The four-phase model converges on a conclusion that is probably less dramatic than the AI discourse usually wants: HITL won’t disappear. It will metamorphose. The trajectory from universal code review to exception-based oversight to governance-mandated accountability mirrors how other engineering disciplines matured. Aircraft are overwhelmingly flown by autopilot systems that technically require no human input for most of the flight (keep in mind how long that took, and what assistive tech was necessary). And yet, two licensed pilots are legally required in the cockpit of every commercial aircraft. Not because the autopilot can’t do it. But because when it fails, society needs a human face on the failure (which in the aviation industry is kinda ironic because they pilots die, too).

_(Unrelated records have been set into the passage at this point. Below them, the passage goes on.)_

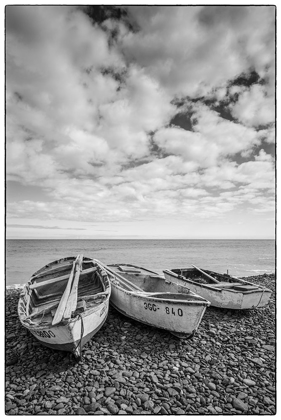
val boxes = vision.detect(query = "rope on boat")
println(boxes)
[73,313,84,359]
[256,287,266,308]
[38,309,46,325]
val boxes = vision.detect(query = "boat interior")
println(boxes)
[170,268,260,291]
[22,258,108,320]
[107,264,208,301]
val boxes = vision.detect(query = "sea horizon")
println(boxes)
[6,237,275,241]
[6,238,275,287]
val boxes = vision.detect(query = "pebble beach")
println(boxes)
[5,273,276,415]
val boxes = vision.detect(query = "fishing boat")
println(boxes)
[95,260,210,338]
[18,255,111,359]
[163,265,272,310]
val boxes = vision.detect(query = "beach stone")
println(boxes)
[232,398,248,412]
[57,397,69,403]
[186,385,196,393]
[6,402,16,411]
[264,396,275,405]
[199,396,206,405]
[263,345,274,351]
[144,400,154,410]
[168,388,178,396]
[136,393,149,403]
[207,382,216,391]
[107,403,119,414]
[238,392,248,400]
[160,407,169,415]
[88,391,96,399]
[105,387,116,397]
[243,379,256,386]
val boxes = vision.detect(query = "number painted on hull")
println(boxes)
[165,307,183,317]
[144,302,158,311]
[32,330,56,339]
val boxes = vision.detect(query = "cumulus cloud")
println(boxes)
[229,84,275,127]
[121,5,275,98]
[5,5,275,237]
[154,105,262,167]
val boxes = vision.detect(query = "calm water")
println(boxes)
[5,239,275,287]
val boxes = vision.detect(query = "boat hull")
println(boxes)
[163,270,272,310]
[108,278,209,337]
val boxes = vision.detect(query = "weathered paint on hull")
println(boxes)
[163,271,271,310]
[19,300,109,354]
[110,283,208,336]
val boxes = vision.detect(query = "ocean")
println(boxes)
[5,239,275,287]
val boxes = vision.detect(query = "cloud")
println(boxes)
[120,6,275,97]
[229,84,275,127]
[8,224,86,230]
[5,5,275,238]
[154,104,262,167]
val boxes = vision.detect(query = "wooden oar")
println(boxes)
[95,260,144,292]
[192,264,220,284]
[63,255,83,320]
[52,256,79,325]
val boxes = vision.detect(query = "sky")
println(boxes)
[5,4,276,239]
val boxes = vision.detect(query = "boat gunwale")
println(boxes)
[106,262,161,276]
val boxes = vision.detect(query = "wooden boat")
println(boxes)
[18,255,111,359]
[95,260,210,338]
[163,265,272,310]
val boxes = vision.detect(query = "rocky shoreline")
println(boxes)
[6,273,276,415]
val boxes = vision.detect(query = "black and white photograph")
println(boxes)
[5,4,276,416]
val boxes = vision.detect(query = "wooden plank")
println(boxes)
[192,265,220,284]
[63,255,83,319]
[211,282,243,288]
[30,267,97,290]
[118,267,141,274]
[31,260,74,281]
[29,301,59,319]
[52,256,79,325]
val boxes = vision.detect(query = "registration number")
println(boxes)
[144,302,183,316]
[32,329,56,338]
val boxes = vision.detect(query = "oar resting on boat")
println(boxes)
[52,255,82,325]
[192,265,220,284]
[63,255,83,319]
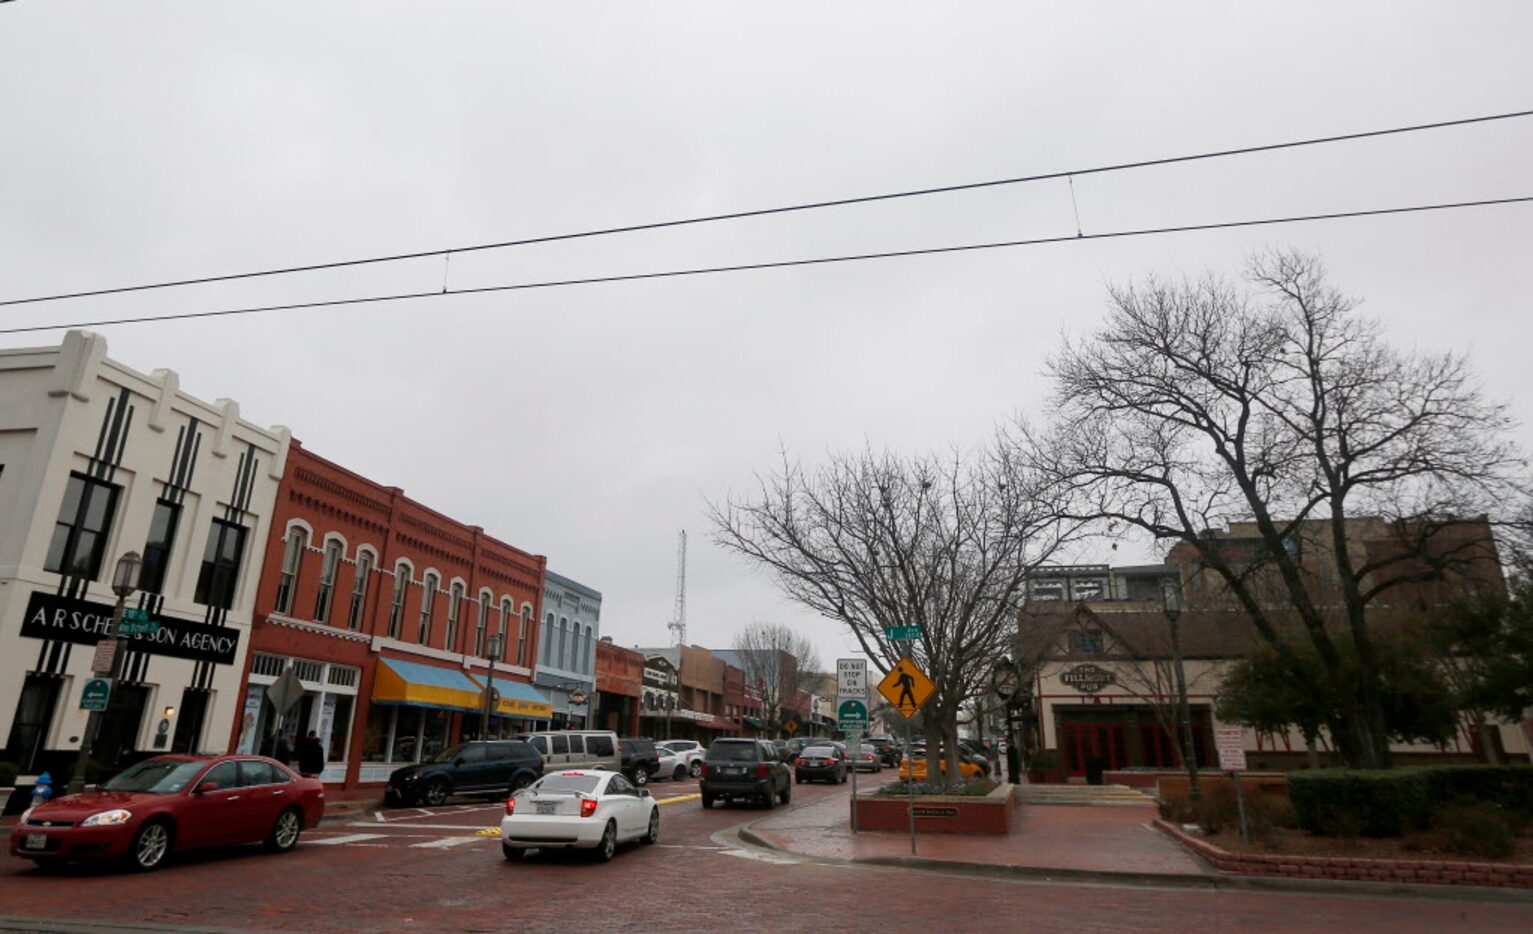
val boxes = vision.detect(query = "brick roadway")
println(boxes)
[752,790,1205,876]
[1,777,1530,934]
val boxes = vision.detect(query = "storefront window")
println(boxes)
[324,695,353,762]
[422,709,451,760]
[362,706,394,762]
[392,707,422,762]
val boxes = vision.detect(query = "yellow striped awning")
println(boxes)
[470,674,554,721]
[372,658,484,712]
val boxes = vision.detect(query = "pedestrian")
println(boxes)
[272,732,292,766]
[1006,742,1021,784]
[296,730,325,777]
[30,771,54,808]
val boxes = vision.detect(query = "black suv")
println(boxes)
[385,740,543,806]
[866,734,900,768]
[619,737,661,787]
[700,738,791,809]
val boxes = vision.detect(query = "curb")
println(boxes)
[656,794,701,806]
[736,813,1533,904]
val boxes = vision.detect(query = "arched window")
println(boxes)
[557,618,569,670]
[388,563,410,639]
[314,538,344,623]
[347,549,374,630]
[418,573,439,644]
[475,591,491,657]
[519,605,532,666]
[275,526,307,614]
[541,613,553,665]
[584,625,595,673]
[499,598,514,662]
[445,582,465,651]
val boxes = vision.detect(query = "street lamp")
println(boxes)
[1162,577,1202,801]
[990,657,1022,783]
[479,633,504,740]
[68,551,143,794]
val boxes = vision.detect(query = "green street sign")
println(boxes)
[117,607,159,636]
[884,625,922,641]
[837,698,869,732]
[80,677,113,712]
[122,607,150,624]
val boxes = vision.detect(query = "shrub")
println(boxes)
[1289,766,1533,838]
[878,778,996,797]
[1426,803,1517,859]
[0,762,18,787]
[1158,785,1297,839]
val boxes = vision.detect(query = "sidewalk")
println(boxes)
[742,789,1210,882]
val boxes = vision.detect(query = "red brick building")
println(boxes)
[594,639,643,736]
[227,442,549,790]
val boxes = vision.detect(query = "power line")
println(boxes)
[3,108,1531,309]
[4,194,1528,337]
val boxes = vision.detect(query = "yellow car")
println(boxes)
[898,753,984,782]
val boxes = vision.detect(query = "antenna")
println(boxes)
[667,530,687,647]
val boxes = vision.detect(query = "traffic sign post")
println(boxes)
[876,658,935,719]
[837,698,869,733]
[1215,727,1251,843]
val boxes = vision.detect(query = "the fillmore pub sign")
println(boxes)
[1060,663,1115,694]
[21,592,240,665]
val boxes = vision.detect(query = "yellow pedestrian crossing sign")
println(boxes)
[877,657,935,719]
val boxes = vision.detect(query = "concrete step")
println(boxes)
[1019,783,1157,807]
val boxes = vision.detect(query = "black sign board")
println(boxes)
[21,591,240,665]
[912,805,959,818]
[1060,663,1116,694]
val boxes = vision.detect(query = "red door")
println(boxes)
[1060,723,1127,776]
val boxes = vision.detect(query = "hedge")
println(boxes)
[0,761,17,787]
[1289,766,1533,837]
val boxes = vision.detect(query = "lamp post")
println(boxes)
[68,551,143,795]
[479,633,503,740]
[1162,578,1202,802]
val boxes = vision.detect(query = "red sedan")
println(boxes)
[10,754,325,871]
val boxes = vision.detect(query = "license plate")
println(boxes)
[723,766,743,775]
[25,834,47,850]
[535,802,557,815]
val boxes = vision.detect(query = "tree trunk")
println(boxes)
[1475,717,1503,765]
[1303,730,1321,770]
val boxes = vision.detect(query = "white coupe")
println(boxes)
[501,769,659,862]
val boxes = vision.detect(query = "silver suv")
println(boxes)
[512,730,621,772]
[657,739,705,778]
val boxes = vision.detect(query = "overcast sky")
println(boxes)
[3,3,1530,674]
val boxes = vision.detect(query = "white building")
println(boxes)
[533,571,601,728]
[0,332,288,797]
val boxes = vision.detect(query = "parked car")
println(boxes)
[784,736,834,757]
[847,743,883,773]
[793,744,848,784]
[656,739,705,777]
[699,738,791,809]
[501,769,659,862]
[619,738,661,787]
[769,739,793,762]
[512,730,622,772]
[655,747,687,781]
[866,734,900,767]
[386,740,544,806]
[10,755,324,872]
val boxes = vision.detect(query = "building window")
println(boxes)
[347,550,373,630]
[44,473,121,580]
[558,619,569,670]
[194,519,248,610]
[1068,629,1105,655]
[138,499,181,595]
[314,539,343,623]
[474,592,491,657]
[445,582,464,651]
[274,527,307,614]
[388,564,409,639]
[585,625,595,673]
[519,606,532,666]
[418,573,439,644]
[541,613,553,664]
[499,599,514,662]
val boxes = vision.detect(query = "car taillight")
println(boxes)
[699,763,708,778]
[795,758,807,766]
[505,797,516,815]
[756,764,768,778]
[579,798,598,818]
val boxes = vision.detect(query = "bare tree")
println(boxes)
[732,620,821,737]
[712,440,1080,785]
[1027,249,1528,768]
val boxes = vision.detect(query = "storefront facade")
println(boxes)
[230,442,550,789]
[0,332,288,804]
[532,572,600,730]
[594,638,642,736]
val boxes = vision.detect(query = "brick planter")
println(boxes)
[851,783,1017,834]
[1154,819,1533,889]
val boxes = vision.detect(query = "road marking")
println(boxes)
[655,844,728,850]
[719,849,799,865]
[306,833,389,846]
[410,836,484,849]
[476,828,500,836]
[655,794,701,805]
[348,821,502,831]
[374,804,500,824]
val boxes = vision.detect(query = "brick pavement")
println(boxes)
[748,788,1208,877]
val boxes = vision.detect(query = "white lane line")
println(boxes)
[348,822,499,832]
[719,849,799,865]
[306,833,389,846]
[375,805,501,824]
[410,836,485,850]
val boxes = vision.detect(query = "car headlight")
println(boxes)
[81,809,133,827]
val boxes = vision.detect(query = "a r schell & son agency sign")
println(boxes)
[21,592,241,665]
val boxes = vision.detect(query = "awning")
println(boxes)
[372,658,485,712]
[743,717,764,729]
[470,675,553,721]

Execution review deepens the analogy quite a bit. A modern commercial aircraft generates continuous flight data and cockpit voice recordings — the execution trace — that persist as mandatory legal artefacts regardless of how little the pilots actually did. The FAA doesn’t mandate those because it thinks pilots are incompetent. It mandates them because accountability requires evidence (even if they also died in the crash). AI-generated code in production is heading toward the same institutional conclusion: the execution trace, not the code diff, will become the primary accountability document.

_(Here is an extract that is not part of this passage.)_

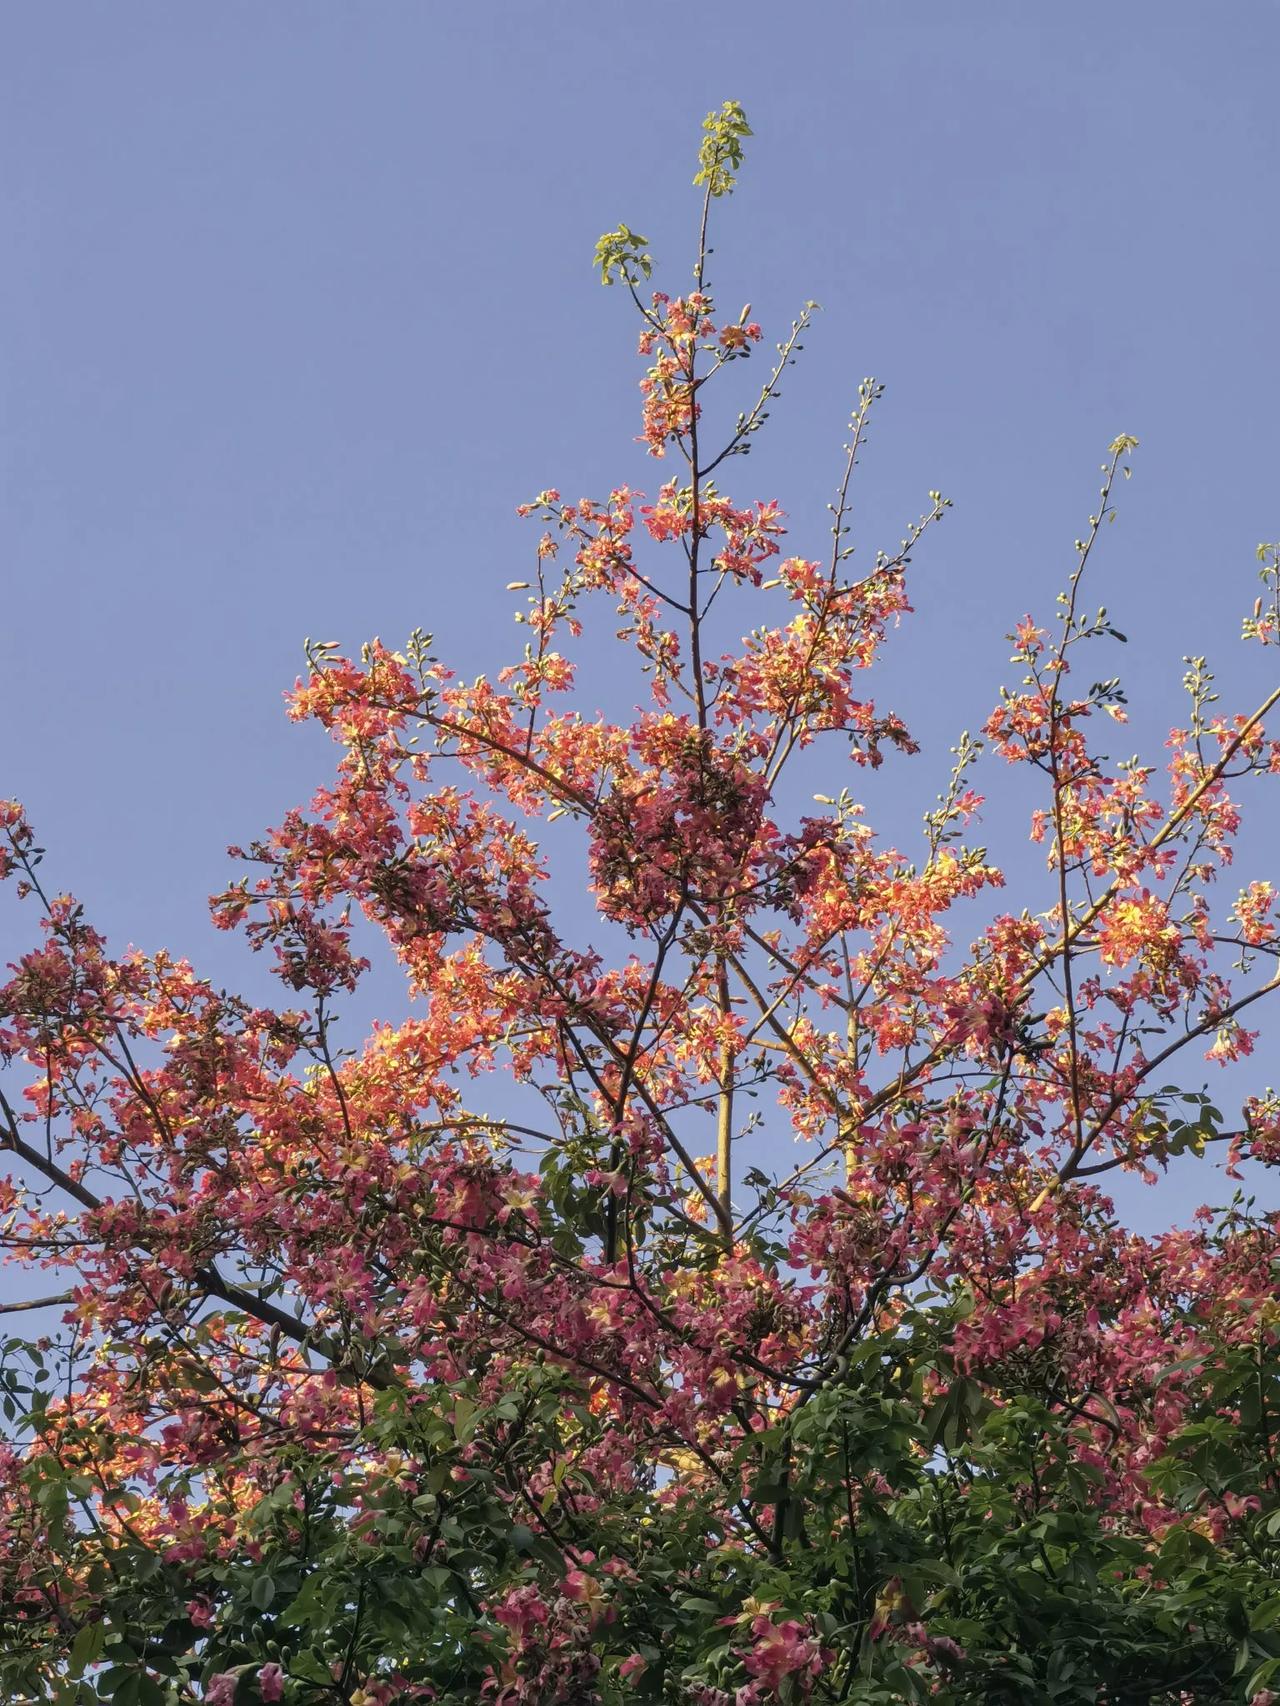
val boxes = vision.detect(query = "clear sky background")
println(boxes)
[3,4,1279,1232]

For high-stakes software domains — think critical infrastructure, medical device firmware, nuclear facility management, weapons systems, large-scale financial settlement — a governance-mandated HITL will persist well past 2040, as projections on AI capability timelines from bodies like Oak Ridge National Laboratory suggest, not because AI lacks the capability but because democratic accountability structures require a human face (preferably alive, other than in the civilian aviation industry) on consequential decisions. That’s not a technical argument. It’s a political and ethical one, and those tend to be more durable.


6. Conclusion: HITL Isn’t Dying, It’s Moulting to HITL&ER (and eventually disappearing altogether?)

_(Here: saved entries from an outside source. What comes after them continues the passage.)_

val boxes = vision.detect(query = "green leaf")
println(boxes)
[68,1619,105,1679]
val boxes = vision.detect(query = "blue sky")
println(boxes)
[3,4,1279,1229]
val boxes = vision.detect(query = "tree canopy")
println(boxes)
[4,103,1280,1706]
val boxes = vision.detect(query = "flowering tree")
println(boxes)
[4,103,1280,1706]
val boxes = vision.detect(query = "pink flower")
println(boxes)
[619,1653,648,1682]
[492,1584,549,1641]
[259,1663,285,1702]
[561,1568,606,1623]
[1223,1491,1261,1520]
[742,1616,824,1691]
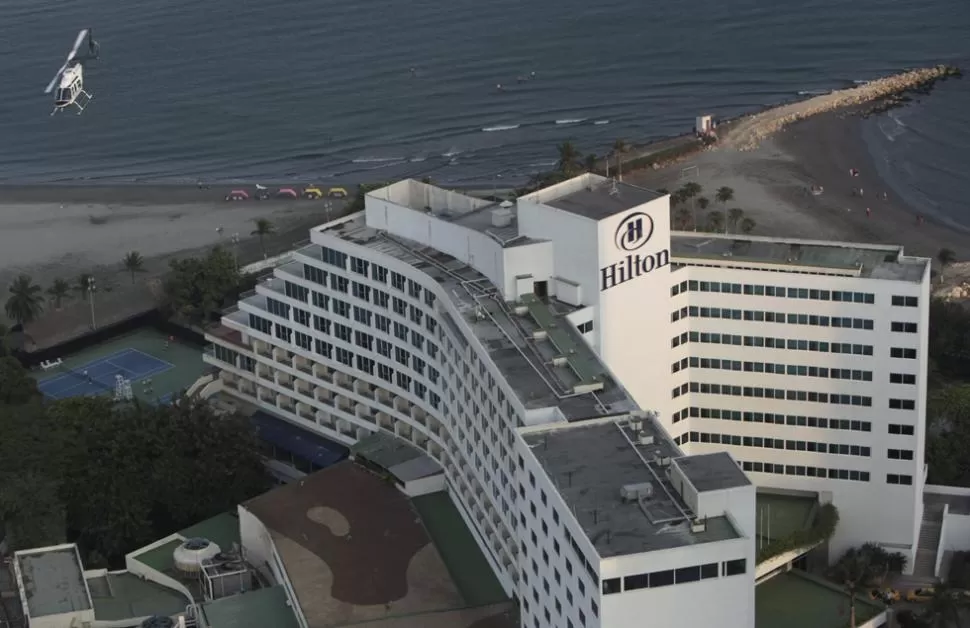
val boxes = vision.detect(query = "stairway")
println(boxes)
[913,503,945,579]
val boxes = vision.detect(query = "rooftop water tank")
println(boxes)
[491,207,513,227]
[173,537,221,575]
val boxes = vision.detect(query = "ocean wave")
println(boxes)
[797,90,830,96]
[593,120,611,125]
[555,118,586,125]
[442,148,462,157]
[482,124,520,132]
[352,156,402,163]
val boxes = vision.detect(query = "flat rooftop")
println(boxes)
[15,545,92,618]
[87,572,188,621]
[284,217,637,421]
[675,452,751,493]
[200,584,300,628]
[242,461,471,628]
[523,418,740,558]
[352,431,441,482]
[756,570,883,628]
[671,233,929,282]
[542,177,663,221]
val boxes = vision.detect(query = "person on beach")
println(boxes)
[866,208,872,218]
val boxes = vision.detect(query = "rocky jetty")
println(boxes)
[724,65,961,151]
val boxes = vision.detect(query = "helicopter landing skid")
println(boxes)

The “human in the loop” requirement in AI-generated code is not approaching a binary off-switch. It’s undergoing a functional decomposition: the code review component will become obsolete for most software domains by roughly 2030–2032, while the execution review component simultaneously matures into mandatory governance infrastructure. Both converge, eventually, on a residual accountability layer — legally and ethically mandated — that will persist indefinitely in high-stakes domains.

The empirical evidence — SWE-bench’s 16x improvement in two years, Anthropic’s data showing autonomous session durations doubling in three months, OWASP formally codifying excessive AI agency as a primary security risk, and only 47.1% of deployed AI agents currently being monitored — collectively defines a transition point somewhere between 2028 and 2032. After that, HITL in software engineering shifts from an operational default to a deliberate policy choice (for better or for worse depending in which jurisdiction you live in).

The organisations that navigate this safely will be those that treat the decline of code review and the rise of execution review not as sequential events but as a single managed substitution. What remains after that point isn’t a legacy of limitation. It’s a feature of accountable governance. A distinction worth keeping hold of, probably.